The first few days and weeks after quitting alcohol or drugs are usually the hardest, and it’s when newcomers are most likely to relapse. It’s also when newcomers are the most confused and overwhelmed by recovery. The importance of meetings in the first few weeks of recovery is to help newcomers get acquainted with AA and the 12 steps, and to help lay the groundwork for a strong foundation in recovery. One meeting per day for the first three months of sobriety helps the newcomer stay focused on their recovery and committed to it, especially when they’re unsure what to do with free time that’s no longer devoted to drinking or using. Accomplishing 90 in 90 helps the newcomer gain confidence in themselves. It also gives them plenty of opportunity to socialize and begin building a strong new support network. That support is so important in the difficult first few months of recovery. Chemically, it can take three or more months for the brain to normalize itself after quitting alcohol or drugs. The suggestion of 90 in 90 also speaks to the fact that many newcomers aren’t in their “right minds” yet and therefore may need extra support until they begin thinking more clearly. Most importantly, 90 in 90 has helped many newcomers stay sober, so it’s recommended because it works.

Why Continue Going to Meetings?

After a newcomer has made it through those difficult first three months, the importance of meetings doesn’t stop there. Going to meetings on a regular basis (perhaps not every day, but preferably weekly or as often as a person can), helps AA members stay strong and committed to their recovery. It helps members maintain a network of support within the rooms of AA, and it allows them to continue to grow and learn from the “experiences, strength, and hope” of others. Recovery is a lifelong process. Many people find that AA gives them stability and helps keep them sober, especially when life gets particularly stressful. Meetings keep them connected to their recovery, so that they stay grateful for their sober lifestyles and on the right path. Going to AA on a long-term basis also gives members the opportunity to help and support newcomers who are in the positions they used to be in, and helping others stay sober is one of the best ways to stay sober yourself.

3 responses to “The Importance of Meetings

  • Tim stoddart, you are so very wrong in writing this article. There is nowhere in the big book that says to go to 90 in 90 or any meetings for that matter. There is clear cut solution that says work the steps to the best of your ability with another have a spiritual experience and carry “the message”.
    People can’t stay sober nowadays because treatment centers have washed put the AA message and people like you who don’t have a clue what you are talking about are spreading the news. Read the 12 traditions and you shouldn’t even be using AA in this article. You are using the fellowship along with ads on get to g into treatment. People are dying everyday from untreated alcoholism and here you are shoving the knife in their necks by giving out your uneducated advice for profit. You should be ashamed of yourself. The next funeral I go to from someone that read an article like this I tried your solution which doesn’t work, I will tell their family to give you a call.
    Have a nice day and please find somethi g different to talk about like how naltrexone can cure addiction.

    • Tim Stoddart

      7 years ago

      Hi Justin,

      Thank you for your message. I will definitely revisit this article. Truth be told I wrote it more than three years ago and it is probably a good idea to revisit. Things change if you know what I mean…

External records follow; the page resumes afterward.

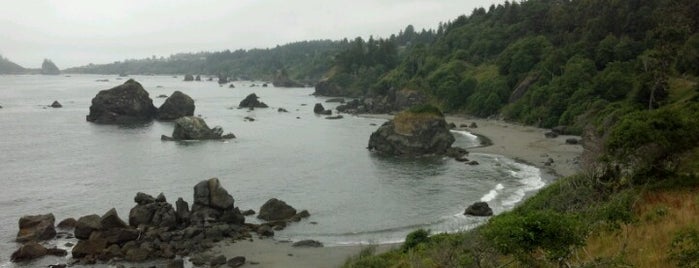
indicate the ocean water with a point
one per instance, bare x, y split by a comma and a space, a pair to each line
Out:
53, 161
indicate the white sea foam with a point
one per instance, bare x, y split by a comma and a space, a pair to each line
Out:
530, 180
493, 193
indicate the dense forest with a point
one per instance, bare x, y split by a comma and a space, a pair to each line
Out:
622, 73
304, 61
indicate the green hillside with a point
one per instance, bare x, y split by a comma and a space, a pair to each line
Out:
623, 74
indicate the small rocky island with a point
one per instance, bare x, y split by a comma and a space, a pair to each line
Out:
123, 104
420, 130
195, 128
155, 229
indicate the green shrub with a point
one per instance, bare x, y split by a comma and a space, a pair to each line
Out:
684, 249
522, 234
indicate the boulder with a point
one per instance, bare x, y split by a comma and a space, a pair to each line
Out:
236, 262
127, 103
480, 209
251, 101
307, 244
211, 193
86, 225
275, 209
111, 220
318, 108
195, 128
36, 228
68, 223
334, 117
176, 106
412, 134
29, 251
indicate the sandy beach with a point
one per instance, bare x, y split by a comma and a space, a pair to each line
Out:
523, 143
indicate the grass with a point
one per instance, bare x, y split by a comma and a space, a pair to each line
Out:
647, 241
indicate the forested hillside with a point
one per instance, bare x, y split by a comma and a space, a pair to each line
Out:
624, 74
9, 67
548, 62
304, 61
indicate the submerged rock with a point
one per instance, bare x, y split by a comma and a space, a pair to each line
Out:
126, 103
275, 209
195, 128
412, 134
36, 228
176, 106
251, 101
480, 209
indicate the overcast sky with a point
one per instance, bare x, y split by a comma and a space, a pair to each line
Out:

      I appreciate your honestly. I’ll get back to you.

      • irish1919

        4 years ago

        Actually you are missing a critical point. There is no cure. All any of we addicts
        do is arrest the disease. We only kid ourselves thinking that anything but surrendering to our own powerlessness will somehow cure us. Surrender, Hope and Faith will arrest this deserve. No cure is ever in sight and those that believe there is are the ones most likely to fall back into addiction. To come down on someone who believes in the 12 steps of recovery is pretty close minded. Honesty, open mindedness and Willigness is How we recover. If one looks at the first step it requires one to fully admit(surrender). Not having the power to surrender is why life is unmanageable. One can substitute Life for whatever addiction we have in that first step. We are powerless to a degree over life. Somehow we believe we have control and the more we think we have, the more unmanageable life becomes. My question to you is “Will attending 90 meetings in 90 days hurt or help? You sound angry. This is a program of Hope. Step 2 is about Hope. (Hearing other people’s experience) Good luck in any choice you make. Changing behavior and spiritual growth is my goal. Bless you.